What is the point of complex fields in classical field theory?

Two real scalar fields $\phi_1$ and $\phi_2$ satisfying an $SO(2)$ symmetry and one complex scalar field $\psi$ are equivalent. However, the latter is more convenient because the particles made by $\psi$ and $\psi^\dagger$ are each others' antiparticles. In the real case, the fields that have this property are $\phi_1 \pm i \phi_2$, so once you change basis from $\phi_1$ and $\phi_2$ to $\phi_1 \pm i \phi_2$ you've reinvented the complex scalar field.

This is explained nicely starting from p.53 in Sidney Coleman's QFT notes.

As you said, a complex quantity is not measurable in QM. And indeed $\psi$ is not an observable, which feels strange because quantum fields are often motivated at the start of a QFT course as local observables. Unfortunately this motivation isn't quite right, as we rarely measure quantum fields directly. For example, the number density, charge density, and current density for a charged complex scalar field are all field bilinears like $\psi^\dagger \psi$, and hence real.

In my viewpoint, the free complex field theory $$\tag 1 \mathcal{L}=\partial_\mu\phi\partial^\mu\phi^*-\frac{1}{2}m^2\phi\phi^*$$ is actually equivalent to the free double real field theory $$\tag 2 \mathcal{L}=\partial_\mu\phi_i\partial^\mu\phi_i-\frac{1}{2}m^2\phi_i\phi_i,$$ where $i=1,2$. To see this, simply write $\phi=\phi_1+i\phi_2$ and you can obtain Eq.(2) from Eq.(1). Eq.(1) is simply a compact form of Eq.(2). If you like you can define $\psi=\left(\phi_1,\phi_2\right)^T$ and have the form $$\tag 1 \mathcal{L}=\partial_\mu\psi^T\partial^\mu\psi-\frac{1}{2}m^2\psi^T\psi$$.

The double real field Lagrangian is, of course, Lorentz invariant. It also can represent charged particles since it also has $O(2)$ invariance and we can identify the corresponding Noether charge as electric charge.

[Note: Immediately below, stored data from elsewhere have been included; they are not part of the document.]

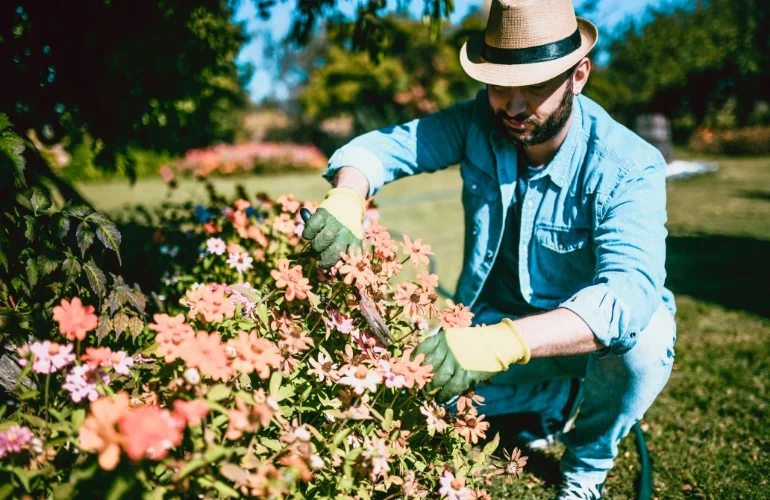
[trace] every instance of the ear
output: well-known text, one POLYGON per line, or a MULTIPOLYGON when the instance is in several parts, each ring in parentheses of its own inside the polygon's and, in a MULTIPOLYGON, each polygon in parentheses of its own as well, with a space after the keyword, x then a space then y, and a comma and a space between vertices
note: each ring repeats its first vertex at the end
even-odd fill
POLYGON ((575 95, 578 95, 583 91, 583 87, 585 87, 588 82, 589 74, 591 74, 591 60, 584 57, 580 60, 577 68, 575 68, 575 71, 572 73, 572 91, 575 95))

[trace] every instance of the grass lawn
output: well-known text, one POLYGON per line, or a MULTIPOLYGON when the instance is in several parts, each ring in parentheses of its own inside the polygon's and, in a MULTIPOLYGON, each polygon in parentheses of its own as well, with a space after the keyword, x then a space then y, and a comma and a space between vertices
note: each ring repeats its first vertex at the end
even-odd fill
MULTIPOLYGON (((677 297, 674 372, 642 424, 657 498, 770 498, 770 157, 716 158, 719 172, 673 181, 668 189, 667 286, 677 297)), ((318 176, 241 181, 248 192, 291 191, 317 199, 318 176)), ((218 181, 232 191, 235 182, 218 181)), ((108 212, 126 203, 158 204, 159 181, 80 186, 108 212)), ((174 200, 205 199, 182 183, 174 200)), ((450 288, 460 272, 462 208, 457 169, 405 179, 377 199, 382 223, 433 245, 450 288)), ((530 453, 530 466, 498 498, 548 498, 556 491, 558 451, 530 453)), ((634 498, 638 457, 621 443, 607 498, 634 498)))

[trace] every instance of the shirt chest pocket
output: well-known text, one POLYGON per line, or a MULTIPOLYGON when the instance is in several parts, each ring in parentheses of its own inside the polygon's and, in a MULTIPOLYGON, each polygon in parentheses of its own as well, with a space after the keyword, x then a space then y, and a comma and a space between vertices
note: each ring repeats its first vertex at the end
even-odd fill
POLYGON ((533 272, 548 295, 571 294, 592 281, 596 258, 590 229, 538 225, 534 247, 533 272))
POLYGON ((490 244, 489 228, 500 198, 500 187, 492 177, 468 161, 460 166, 465 210, 465 255, 485 253, 490 244))

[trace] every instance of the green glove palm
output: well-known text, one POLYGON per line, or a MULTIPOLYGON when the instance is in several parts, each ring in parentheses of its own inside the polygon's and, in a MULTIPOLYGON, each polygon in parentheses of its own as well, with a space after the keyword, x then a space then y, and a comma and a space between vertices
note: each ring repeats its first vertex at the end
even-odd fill
POLYGON ((433 380, 426 388, 439 389, 439 403, 507 370, 511 363, 527 363, 530 358, 524 334, 510 319, 490 326, 442 330, 418 345, 412 358, 419 354, 425 355, 423 365, 433 365, 433 380))
POLYGON ((340 260, 340 252, 360 247, 363 234, 364 199, 355 192, 335 188, 329 191, 318 210, 305 222, 302 237, 318 252, 318 265, 330 268, 340 260))

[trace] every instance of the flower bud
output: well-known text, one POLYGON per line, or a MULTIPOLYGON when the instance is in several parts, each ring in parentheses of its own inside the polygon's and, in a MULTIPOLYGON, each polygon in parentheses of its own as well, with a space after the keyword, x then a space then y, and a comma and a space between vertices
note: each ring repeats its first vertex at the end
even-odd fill
POLYGON ((190 385, 198 385, 201 382, 201 374, 196 368, 188 368, 184 371, 184 379, 190 385))

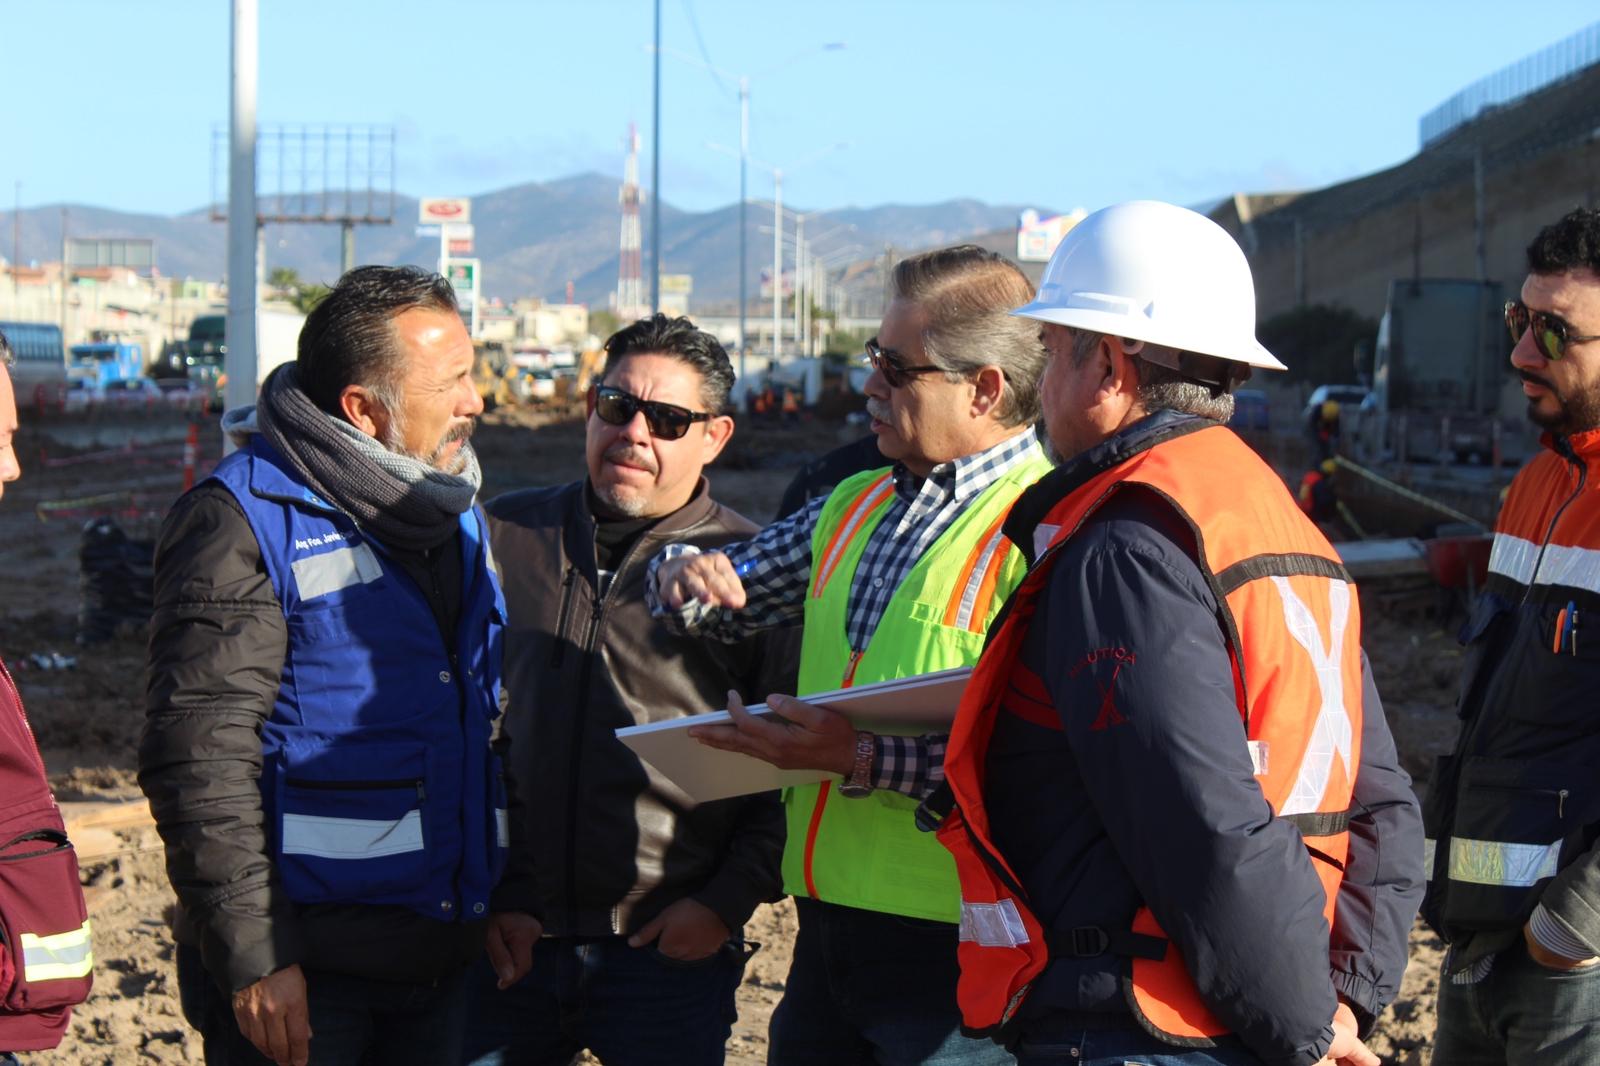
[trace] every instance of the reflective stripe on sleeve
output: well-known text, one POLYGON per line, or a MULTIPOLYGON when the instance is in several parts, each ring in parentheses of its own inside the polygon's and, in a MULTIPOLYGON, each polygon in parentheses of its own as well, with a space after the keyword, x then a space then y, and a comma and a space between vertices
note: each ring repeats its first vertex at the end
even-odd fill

BUT, there indeed a very crucial difference between the complex field and double real field. $\phi$ and $\phi^*$ ''have'' the opposite charge while $\phi_1$ and $\phi_2$ do not (please convince yourself by looking into $\phi=\rho e^{i\theta}$ and $\phi^*=\rho e^{-i\theta}$ and the transformation of O(2) is actually a rotation for the $\theta$). Since the observables are the charges, so $\phi$ and $\phi^*$ represent the particles with opposite charge while $\phi_1$ and $\phi_2$ can not.